I don't live in Michigan, so don't know the answer.

It's a combination of stuff.

* A lot of homes are old and have lead lines. That's part of the reason the city had been treating water for years
* A lot of the city lines have lead

The largest driver is that the Flint river was the dumping ground for crap from businesses for so long (Flint was a big auto manufacturer back in the day: Ford used to go up there and get goons to take to Detroit and fight it out with strikers, GM's execs got goons from Detroit to take to Flint to do the same thing) that using it for drinking water without treatment of any kind would be stupid (for a rational government: the emergency manager position weren't staffed by rational people and the position wasn't invented for any rational reason)

Thanks for the explanation Dean.

I agree - water treatment is a must.

It is a no brainer to change out the city lines which have lead.

It doesn't matter how much it costs - that will get done (in my opinion).

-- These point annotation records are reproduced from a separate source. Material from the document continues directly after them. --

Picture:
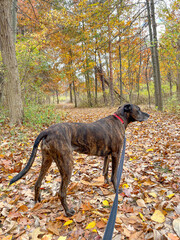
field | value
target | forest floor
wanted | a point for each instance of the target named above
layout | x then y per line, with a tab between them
149	206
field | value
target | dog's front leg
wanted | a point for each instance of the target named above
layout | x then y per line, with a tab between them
115	163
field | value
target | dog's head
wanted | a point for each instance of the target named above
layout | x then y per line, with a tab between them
132	113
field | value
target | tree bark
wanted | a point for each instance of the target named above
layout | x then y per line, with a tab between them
102	79
155	44
178	70
152	53
110	65
95	80
14	18
12	86
70	92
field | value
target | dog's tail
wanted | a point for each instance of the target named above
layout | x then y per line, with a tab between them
31	159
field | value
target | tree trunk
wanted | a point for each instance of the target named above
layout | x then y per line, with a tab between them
152	53
12	82
147	82
95	81
169	78
110	65
14	18
155	43
102	80
120	57
178	70
57	96
74	90
70	92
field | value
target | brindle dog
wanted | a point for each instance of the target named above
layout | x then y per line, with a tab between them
101	138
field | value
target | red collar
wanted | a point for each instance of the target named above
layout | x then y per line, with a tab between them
119	118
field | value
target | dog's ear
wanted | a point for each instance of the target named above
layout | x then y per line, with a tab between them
127	108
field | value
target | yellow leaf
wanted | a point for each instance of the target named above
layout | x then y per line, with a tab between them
149	150
47	237
141	216
62	238
170	195
153	194
91	225
158	216
68	222
104	219
106	203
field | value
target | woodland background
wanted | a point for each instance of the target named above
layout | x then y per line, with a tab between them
77	61
94	53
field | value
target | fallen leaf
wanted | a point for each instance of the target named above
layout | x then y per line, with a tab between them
176	226
170	195
153	194
172	236
91	225
62	238
53	228
68	222
106	203
141	203
36	233
158	216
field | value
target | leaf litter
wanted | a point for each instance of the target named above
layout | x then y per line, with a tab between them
149	205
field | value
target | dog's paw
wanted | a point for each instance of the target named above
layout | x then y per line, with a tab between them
37	199
70	212
106	180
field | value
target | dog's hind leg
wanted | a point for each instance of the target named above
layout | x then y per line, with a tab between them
105	169
115	162
46	163
65	166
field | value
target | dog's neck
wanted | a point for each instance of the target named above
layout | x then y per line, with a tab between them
119	118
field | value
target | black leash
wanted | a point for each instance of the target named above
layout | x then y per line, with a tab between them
112	218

The private lines are a bit tougher of an issue.

Who is going to pay?

I think the homeowners have to pay - and many of them won't be able to afford it or won't do it.

Then what?

Tough issue.

Let's see
* water had been treated for years, at low cost. The state emergency manager stopped it for "cost reasons"
* the city had been warned by GM people that tests showed the water in the Flint river was badly contaminated and not safe enough even for industrial use. No action from the state
* The state switched Flint off a water supply from Detroit to a local supply for "cost reasons" even though the initial costs would be more
* Initial reports of bad water came almost immediately after the switch. State officials ignored them and, in many cases, made fun of them
* Officials from the DEQ ignored samples that showed elevated lead levels and purposely failed to follow federal guidelines for testing
* The state began supplying its officials in flint with bottled while advising them not to drink water from the tap while stating publically "there is no problem with flint water"

I'm struggling to see how any of this problem can be laid at the feet of the people who live there. But then I'm not a dick.

I think they have grounds for a RICO suit for attempted genocide.